Xandria, Kobra and the Lotus, and Once Human hit the stage on Saturday May 20, 2017 at Metro Music Hall in Salt Lake City, Utah, and proved female-fronted bands are here to stay. Female-fronted bands are where the similarities end. Each band’s musical style were as diverse as metal can be. That is what made this show such an amazing line-up.
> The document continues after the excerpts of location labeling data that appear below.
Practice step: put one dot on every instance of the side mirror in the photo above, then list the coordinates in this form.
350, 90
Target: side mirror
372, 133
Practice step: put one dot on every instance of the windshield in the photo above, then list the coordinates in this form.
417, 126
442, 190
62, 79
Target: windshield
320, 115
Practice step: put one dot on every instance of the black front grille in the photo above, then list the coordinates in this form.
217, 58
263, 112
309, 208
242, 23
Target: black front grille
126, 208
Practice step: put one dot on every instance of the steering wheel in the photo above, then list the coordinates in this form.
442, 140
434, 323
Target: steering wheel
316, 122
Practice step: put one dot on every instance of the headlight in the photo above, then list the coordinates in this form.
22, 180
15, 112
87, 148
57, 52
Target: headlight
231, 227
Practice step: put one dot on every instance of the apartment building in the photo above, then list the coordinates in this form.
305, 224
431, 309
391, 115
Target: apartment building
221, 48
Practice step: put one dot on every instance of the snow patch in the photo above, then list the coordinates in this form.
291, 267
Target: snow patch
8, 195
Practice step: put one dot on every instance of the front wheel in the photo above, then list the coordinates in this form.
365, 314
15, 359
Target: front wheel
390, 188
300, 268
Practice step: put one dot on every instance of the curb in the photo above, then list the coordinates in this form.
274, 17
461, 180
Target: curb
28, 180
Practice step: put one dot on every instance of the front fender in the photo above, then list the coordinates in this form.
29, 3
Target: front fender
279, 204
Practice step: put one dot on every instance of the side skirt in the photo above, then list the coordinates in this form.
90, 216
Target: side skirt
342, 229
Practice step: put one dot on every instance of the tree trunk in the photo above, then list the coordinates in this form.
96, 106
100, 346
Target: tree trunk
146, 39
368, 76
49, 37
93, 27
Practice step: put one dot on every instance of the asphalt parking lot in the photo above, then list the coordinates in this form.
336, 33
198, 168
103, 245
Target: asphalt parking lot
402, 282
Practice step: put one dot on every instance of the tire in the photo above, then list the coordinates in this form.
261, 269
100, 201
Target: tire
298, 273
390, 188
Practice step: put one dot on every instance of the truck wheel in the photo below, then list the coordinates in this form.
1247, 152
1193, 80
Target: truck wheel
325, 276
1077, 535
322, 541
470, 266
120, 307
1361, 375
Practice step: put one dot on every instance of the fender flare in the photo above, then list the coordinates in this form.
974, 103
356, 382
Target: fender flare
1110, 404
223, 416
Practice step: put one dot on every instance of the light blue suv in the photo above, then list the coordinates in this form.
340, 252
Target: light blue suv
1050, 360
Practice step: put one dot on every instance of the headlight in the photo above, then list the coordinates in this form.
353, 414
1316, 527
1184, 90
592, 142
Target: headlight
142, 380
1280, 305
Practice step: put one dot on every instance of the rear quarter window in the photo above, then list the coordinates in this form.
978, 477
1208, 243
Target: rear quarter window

First to hit the stage was Once Human, the brainchild of Logan Mader (Machine Head and Soul Fly). Lauren Hart, a petite brunette fronts the band and is very soft spoken until she hits the stage where the monster is unleashed. Her “growl” style of vocals left the crowd amazed that a voice of such power could be unearthed by such a soft-spoken soul. Before the show, I asked her about her vocal style and she said, “My mom came to one of my shows and said where did I go wrong?” Mom you didn’t go wrong, because Lauren controlled the stage as the rest of the band backed her with a true melodic and almost death-metal sound. They played a short setlist that included songs from their current album Evolution, as well as a cover of Machine Head’s “Davidian.”
Next to hit the stage was Kobra and the Lotus. The band’s style is blistering hard rock with strong vocals provided by Kobra Paige, the band’s front woman. Imagine if Ann Wilson of Heart had started a hard rock band today and you would have Kobra and the Lotus. Paige’s presence commanded attention as she hammered through the band’s catalog focusing on their current release Prevail I. As she drew the audience in with her authoritative yet beautiful voice, the rest of the band blistered the crowd with harmonious riffs and pounding drumbeats.
The headliner of the night was German symphonic-metal band Xandria. The band’s setlist covered the band’s ten-year career and seven studio albums while concentrating on their latest release Theater of Dimensions. Front-woman Dianne van Giersbergen did not use power to command the audience as the previous two front women; she instead mesmerized the crowd with her operatic style of singing while her speaking voice was something like that of a Disney princess. When she sang, her voice filled the hall with a sound one would expect at an opera hall, but the music behind her was anything but operatic. Heavy guitars, wild keyboards, and loud drums kept it all in check. This was a heavy metal show.
By the end of the night the audience had experienced one of the most diverse metal shows that has ever been seen in Salt Lake City. No one would soon forget the diversity that metal brings to this planet or the women that brought it to the stage that night in Salt Lake City.